Sappe, giusto richiamo Gentiloni

redazione

Da anni sosteniamo che per prevenire il problema del radicalismo islamico nelle carcere italiane, anche in relazione all’aumento delle presenze di detenuti stranieri di religione musulmana, bisogna potenziare una formazione ed un aggiornamento professionale “mirato” per le donne e gli uomini della Polizia Penitenziaria, che stanno in prima linea nelle carceri 24 ore al giorno. Colpevolmente non è stato fatto. Auspico che con il richiamo del Presidente del Consiglio Gentiloni non si perda ulteriore tempo e si predispongano urgenti interventi, a cominciare da corsi di apprendimento delle lingue straniere e di conoscenza religiosa.

Aggiungo che, come primo e più rappresentativo Sindacato della Polizia Penitenziaria, da più di vent’anni chiediamo la realizzazione di corsi ad hoc a fronte di un altissimo numero di detenuti stranieri presenti in Italia (ad oggi oltre 18.500) e nuove assunzioni di Agenti per sanare la carenza di organico di settemila unità

Lo abbiamo chiesto al Ministero della Giustizia ed al Dipartimento dell’Amministrazione Penitenziaria, guidato da Santi Consolo, senza alcun riscontro. 

Noi, che rappresentiamo chi sta nella prima linea delle sezioni detentive, sappiamo bene che il carcere è un terreno fertile nel quale fanatici estremisti, in particolare ex combattenti, possono far leva sugli elementi più deboli e in crisi con la società per selezionare volontari mujaheddin da inviare nelle aree di conflitto, grazie ad un meticoloso indottrinamento ideologico. 

Non è infatti un caso la radicalizzazione di molti criminali comuni, specialmente di origine nordafricana, che pure non avevano manifestato nessuna particolare inclinazione religiosa al momento dell’entrata in carcere, che si sono trasformati gradualmente in estremisti sotto l’influenza di altri detenuti già radicalizzati. 

Eppure, nessuno ha raccolto mai i nostri appelli di avere una formazione e un aggiornamento professionale adeguato.

Men che meno il DAP guidato da Santi Consolo. 

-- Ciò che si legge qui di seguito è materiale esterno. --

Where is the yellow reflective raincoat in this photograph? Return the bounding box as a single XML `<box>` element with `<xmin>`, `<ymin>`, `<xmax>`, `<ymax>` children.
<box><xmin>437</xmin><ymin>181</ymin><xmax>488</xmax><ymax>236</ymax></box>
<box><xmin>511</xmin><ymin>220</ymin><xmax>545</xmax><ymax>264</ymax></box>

Ma, nonostante tutto, le donne e gli uomini appartenenti al Corpo di Polizia Penitenziaria hanno fronteggiato e fronteggiato, nelle carceri italiane, il pericolo del radicalismo integralista ogni giorno, con professionalità e senso del dovere, anche attraverso il Nucleo Investigativo Centrale del Corpo, che è un settore di eccellenza anche in questo settore.

Lo ha fatto e lo fanno, in carcere, le donne e gli uomini appartenenti al Corpo di Polizia Penitenziaria, che è l’unica Forza di Polizia del Paese competente nel settore.